We assess Alam Sutera’s liquidity as “adequate,” as defined in our criteria. We estimate that the company’s liquidity sources will exceed its uses by about 20% in 2012, based on the following major assumptions:
-- The company’s funds from operations will be about IDR620 billion.
-- We expect the company’s capital expenditure in 2012 to be IDR2.2 trillion, including IDR600 billion for the Bali hospitality project and the balance for land acquisitions.
-- The company has debt maturities of IDR148 billion in 2012 and we project shareholders’ distribution to be about IDR133 billion.
-- The company has cash of IDR1.0 trillion, committed available facilities of IDR1.1 trillion and rights issue proceeds of IDR786 billion.
We believe Alam Sutera has established relationships with domestic banks, which will help the company fund its capital expenditures if the proposed notes issue does not materialize.
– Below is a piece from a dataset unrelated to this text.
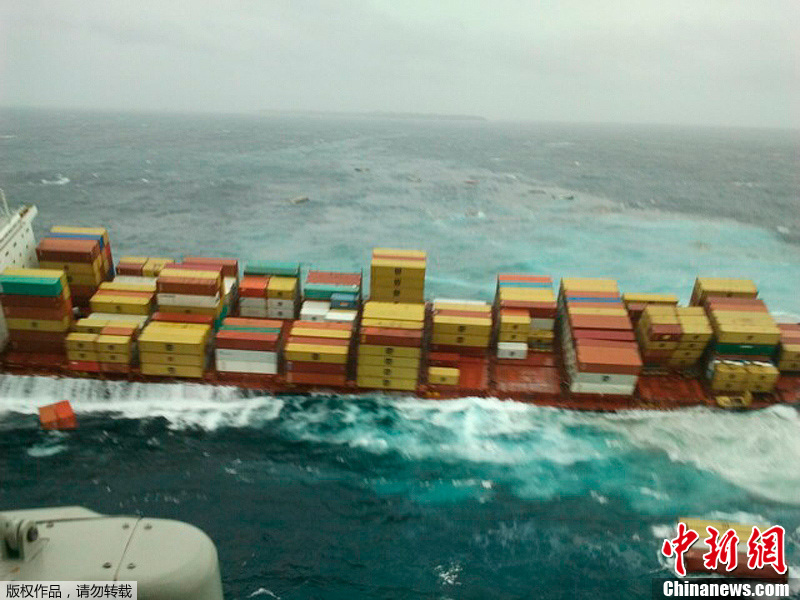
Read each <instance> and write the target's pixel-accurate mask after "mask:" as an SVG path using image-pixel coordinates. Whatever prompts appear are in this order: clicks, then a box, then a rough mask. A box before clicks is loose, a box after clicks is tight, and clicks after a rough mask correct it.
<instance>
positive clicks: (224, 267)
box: [183, 256, 239, 277]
The company also has the flexibility to stagger its capital spending or land acquisition budget if funding is constrained.
The stable outlook reflects our expectation that Alam Sutera will generate satisfactory cash flows from property sales at good margins to partly mitigate the significant increase in borrowings in 2012. The stable outlook also incorporates our expectation that the proposed bond issue will be successful, and the company will maintain adequate liquidity while expanding aggressively. In our base-case scenario, we expect the company’s debt-to-EBITDA ratio to be about 2.9x and EBITDA interest coverage 4.4x in 2012.
The potential upside to the rating is limited, in our view. We may raise the rating if Alam Sutera executes its high-growth strategy well, including replenishing its land bank at a low cost and generating good profitability from the Bali hospitality project. We may also upgrade the company if it increases its operating scale and diversifies its cash flow sources to include a larger number of projects and property leasing.
We may lower the rating if Alam Sutera deviates from its strategy and core business of property development or makes larger debt-funded acquisitions than we expected. The rating may also come under pressure if a cyclical slowdown materially reduces the company’s property sales and lowers EBITDA margin to less than 40%.